US asks Juan Guaido to renounce claim to Venezuela leadership – for the time being

Oliver O'Connell
AFP

The United States has called on Venezuela’s Juan Guaido to temporarily renounce his claim to the presidency as it recalibrates its strategy to oust leader Nicolas Maduro.

The shift came after more than a year of faltering US-led efforts to oust the leftist Mr Maduro.

Mr Guaido came under growing pressure from authorities, who on Tuesday summoned him to answer charges of attempting a coup.

The US secretary of state, Mike Pompeo, said that as part of a new “democratic transition framework”, bitter rivals Mr Maduro and Mr Guaido should set up an interim government with members of both their parties that will arrange elections in six to 12 months.

The person who heads the transitional government would not be allowed to run for president.

If fully implemented, the US and European Union would then lift sanctions, including sweeping US restrictions on Venezuela’s vital oil exports and on Mr Maduro and his allies as individuals, the State Department said.

In addition, the IMF and other international lenders would be invited to consider economic relief for Venezuela, from which millions have fled as they face dire shortages of food and other necessities.

The plan also calls for the departure of foreign forces from Venezuela, a reference to the regime’s support from Cuba and Russia.

Mr Pompeo urged all sides to consider the proposal “carefully and seriously”.

“We believe this framework protects the interests and equities of all Venezuelan people who desperately seek a resolution to their dire political, economic and humanitarian crisis, and who know Venezuelans can have something better,” he said

On Twitter, Mr Pompeo said: “Today the US presented a framework for a democratic transition as a clear, equitable, and common sense path to end the political crisis in Venezuela. Economic pressure will continue until Maduro accepts a genuine democratic transition.”

The proposed framework is not without stumbling blocks. Mr Maduro has repeatedly ruled out stepping aside, and Mr Guaido proposed a transitional government in failed talks brokered by Norway in 2019.

Mr Pompeo signalled that US goals have not changed, saying that Washington still wants Mr Maduro out of office and still supported Mr Guaido.

The 36-year-old engineer is recognised as interim president by the US and some 60 other countries.

“I think he’s the most popular politician in Venezuela. I think if there were an election held today, he could do incredibly well,” Mr Pompeo said. “But more importantly we continue to support him. When we put together this pathway to democracy, we work closely with him.”

Elliott Abrams, the US pointman on Venezuela, said that Mr Guaido would remain head of the National Assembly — a position from which he derives his legitimacy following wide allegations of fraud in Mr Maduro’s 2018 re-election.

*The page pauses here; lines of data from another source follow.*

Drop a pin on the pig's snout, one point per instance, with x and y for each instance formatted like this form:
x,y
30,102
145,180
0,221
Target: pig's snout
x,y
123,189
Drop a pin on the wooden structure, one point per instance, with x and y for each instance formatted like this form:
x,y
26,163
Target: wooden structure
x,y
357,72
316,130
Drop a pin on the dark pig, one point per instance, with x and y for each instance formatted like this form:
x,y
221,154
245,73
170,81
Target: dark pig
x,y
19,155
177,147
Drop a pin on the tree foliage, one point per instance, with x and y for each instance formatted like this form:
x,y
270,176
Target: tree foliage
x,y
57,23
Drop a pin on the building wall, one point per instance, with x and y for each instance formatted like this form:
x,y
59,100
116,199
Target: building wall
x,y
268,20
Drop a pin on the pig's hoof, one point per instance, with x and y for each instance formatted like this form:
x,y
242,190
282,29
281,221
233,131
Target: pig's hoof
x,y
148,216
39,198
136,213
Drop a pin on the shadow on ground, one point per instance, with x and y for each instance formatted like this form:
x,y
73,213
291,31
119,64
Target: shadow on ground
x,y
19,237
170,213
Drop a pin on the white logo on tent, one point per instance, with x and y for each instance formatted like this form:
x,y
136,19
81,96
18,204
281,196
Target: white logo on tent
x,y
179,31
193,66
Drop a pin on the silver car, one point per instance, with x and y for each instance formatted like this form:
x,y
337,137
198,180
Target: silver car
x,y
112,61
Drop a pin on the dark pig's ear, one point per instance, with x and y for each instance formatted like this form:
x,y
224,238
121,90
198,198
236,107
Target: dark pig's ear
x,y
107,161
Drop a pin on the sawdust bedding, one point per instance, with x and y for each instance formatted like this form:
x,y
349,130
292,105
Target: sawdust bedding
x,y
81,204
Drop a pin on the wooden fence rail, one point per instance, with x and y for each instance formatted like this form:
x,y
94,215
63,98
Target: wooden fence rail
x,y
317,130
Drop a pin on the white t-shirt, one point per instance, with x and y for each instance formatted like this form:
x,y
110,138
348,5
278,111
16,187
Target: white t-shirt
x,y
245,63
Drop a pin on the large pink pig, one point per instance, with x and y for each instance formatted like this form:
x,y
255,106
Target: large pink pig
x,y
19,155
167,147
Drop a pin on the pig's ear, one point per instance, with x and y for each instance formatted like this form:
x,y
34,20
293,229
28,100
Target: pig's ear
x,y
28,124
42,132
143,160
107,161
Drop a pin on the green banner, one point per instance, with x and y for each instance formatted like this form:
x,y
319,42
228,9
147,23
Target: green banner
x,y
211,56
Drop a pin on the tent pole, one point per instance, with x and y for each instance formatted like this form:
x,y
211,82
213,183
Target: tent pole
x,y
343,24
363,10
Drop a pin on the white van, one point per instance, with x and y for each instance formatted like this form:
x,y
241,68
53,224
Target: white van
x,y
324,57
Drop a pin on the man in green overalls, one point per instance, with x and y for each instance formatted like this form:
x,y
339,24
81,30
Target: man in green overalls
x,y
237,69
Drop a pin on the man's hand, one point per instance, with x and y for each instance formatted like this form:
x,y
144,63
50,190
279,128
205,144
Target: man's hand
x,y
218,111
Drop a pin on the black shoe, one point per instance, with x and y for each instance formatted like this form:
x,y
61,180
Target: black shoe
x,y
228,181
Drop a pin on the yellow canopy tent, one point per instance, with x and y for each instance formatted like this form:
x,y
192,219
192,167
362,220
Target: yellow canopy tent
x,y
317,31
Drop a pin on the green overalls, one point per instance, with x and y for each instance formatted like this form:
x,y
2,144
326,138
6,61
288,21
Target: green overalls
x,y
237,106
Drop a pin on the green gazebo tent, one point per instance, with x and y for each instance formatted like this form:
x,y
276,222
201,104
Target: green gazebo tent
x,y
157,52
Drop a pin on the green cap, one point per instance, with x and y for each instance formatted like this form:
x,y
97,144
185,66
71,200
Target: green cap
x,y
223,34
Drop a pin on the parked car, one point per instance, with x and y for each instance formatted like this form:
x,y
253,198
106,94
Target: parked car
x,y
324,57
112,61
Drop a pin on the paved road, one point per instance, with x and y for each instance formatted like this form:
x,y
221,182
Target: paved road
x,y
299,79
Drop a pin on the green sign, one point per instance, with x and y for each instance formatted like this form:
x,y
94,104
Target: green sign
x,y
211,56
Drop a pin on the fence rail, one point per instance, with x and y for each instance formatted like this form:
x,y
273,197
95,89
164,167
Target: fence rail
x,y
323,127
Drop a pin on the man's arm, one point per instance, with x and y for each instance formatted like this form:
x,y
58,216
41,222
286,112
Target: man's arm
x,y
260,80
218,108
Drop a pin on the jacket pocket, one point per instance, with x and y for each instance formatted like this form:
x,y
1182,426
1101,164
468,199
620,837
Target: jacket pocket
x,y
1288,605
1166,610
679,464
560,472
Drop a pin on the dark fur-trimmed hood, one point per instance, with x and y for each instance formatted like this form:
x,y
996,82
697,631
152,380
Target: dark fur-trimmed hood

On Twitter, Mr Guaido welcomed Mr Pompeo’s initiative: “This is the time to rise; we are taking the right steps to save Venezuela.”

Hours earlier, Venezuelan attorney general Tarek Saab said on state television that Mr Guaido had been summoned to appear before prosecutors in an investigation into the seizure of weapons in neighbouring Colombia that were allegedly destined for Venezuela.

The cache of weapons is said to be linked to a retired Venezuelan general, Cliver Alcala — who last week surrendered to US authorities on drug-trafficking charges, pleading not guilty before a federal court in New York on Tuesday.

Mr Alcala was once close to the late president Hugo Chavez, Mr Maduro’s predecessor and ideological inspiration, but Mr Saab says he is now taking orders from Mr Guaido.

Just last week the US filed drug-trafficking charges against Mr Maduro, placing a $15 million bounty on his head.